The Things Every Insurance Policy holder Ought to Know About Subrogation
Subrogation is an idea that's understood among legal and insurance firms but rarely by the people they represent. Rather than leave it to the professionals, it is in your benefit to know the nuances of the process. The more you know, the better decisions you can make with regard to your insurance company.
Any insurance policy you own is a commitment that, if something bad occurs, the insurer of the policy will make restitutions without unreasonable delay. If your property is burglarized, for instance, your property insurance agrees to repay you or facilitate the repairs, subject to state property damage laws.
But since figuring out who is financially accountable for services or repairs is regularly a time-consuming affair – and delay sometimes adds to the damage to the policyholder – insurance firms usually opt to pay up front and figure out the blame after the fact. They then need a means to get back the costs if, once the situation is fully assessed, they weren't actually in charge of the expense.
For Example
You go to the hospital with a deeply cut finger. You hand the receptionist your medical insurance card and she records your coverage information. You get stitches and your insurance company gets a bill for the tab. But the next afternoon, when you get to your place of employment – where the accident happened – you are given workers compensation forms to fill out. Your workers comp policy is actually responsible for the payout, not your medical insurance. It has a vested interest in getting that money back in some way.

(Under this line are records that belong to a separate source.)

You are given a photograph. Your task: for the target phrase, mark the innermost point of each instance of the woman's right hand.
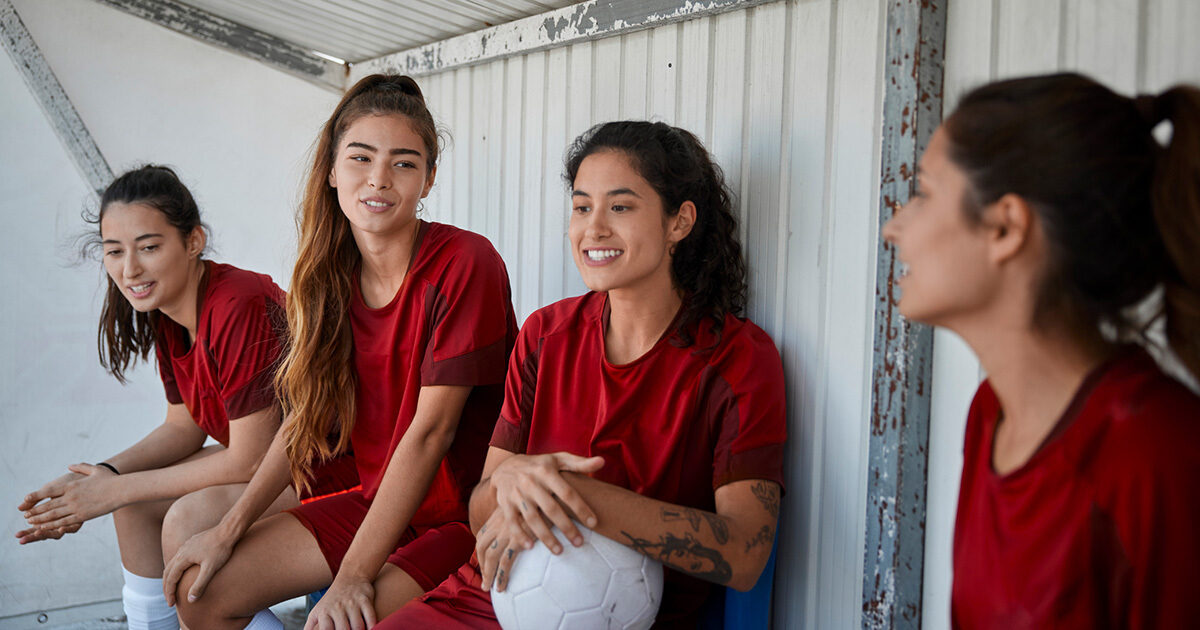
(531, 491)
(209, 550)
(52, 489)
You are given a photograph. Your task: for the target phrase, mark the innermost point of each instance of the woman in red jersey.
(1047, 210)
(216, 333)
(647, 408)
(400, 335)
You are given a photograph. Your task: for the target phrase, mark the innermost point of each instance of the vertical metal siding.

How Does Subrogation Work?
This is where subrogation comes in. It is the way that an insurance company uses to claim reimbursement after it has paid for something that should have been paid by some other entity. Some companies have in-house property damage lawyers and personal injury attorneys, or a department dedicated to subrogation; others contract with a law firm. Ordinarily, only you can sue for damages done to your self or property. But under subrogation law, your insurance company is given some of your rights in exchange for having taken care of the damages. It can go after the money that was originally due to you, because it has covered the amount already.
How Does This Affect Policyholders?
For starters, if you have a deductible, your insurance company wasn't the only one who had to pay. In a $10,000 accident with a $1,000 deductible, you have a stake in the outcome as well – to be precise, $1,000. If your insurance company is timid on any subrogation case it might not win, it might opt to get back its losses by boosting your premiums. On the other hand, if it has a competent legal team and goes after those cases enthusiastically, it is doing you a favor as well as itself. If all ten grand is recovered, you will get your full $1,000 deductible back. If it recovers half (for instance, in a case where you are found one-half responsible), you'll typically get half your deductible back, depending on the laws in your state.
Furthermore, if the total loss of an accident is more than your maximum coverage amount, you may have had to pay the difference, which can be extremely costly. If your insurance company or its property damage lawyers, such as attorneys that specialize in auto accidents Norcross GA, successfully press a subrogation case, it will recover your losses as well as its own.
All insurance companies are not the same. When shopping around, it's worth looking up the reputations of competing agencies to determine if they pursue valid subrogation claims; if they do so without delay; if they keep their clients posted as the case proceeds; and if they then process successfully won reimbursements quickly so that you can get your funding back and move on with your life. If, on the other hand, an insurer has a reputation of paying out claims that aren't its responsibility and then safeguarding its bottom line by raising your premiums, you'll feel the sting later.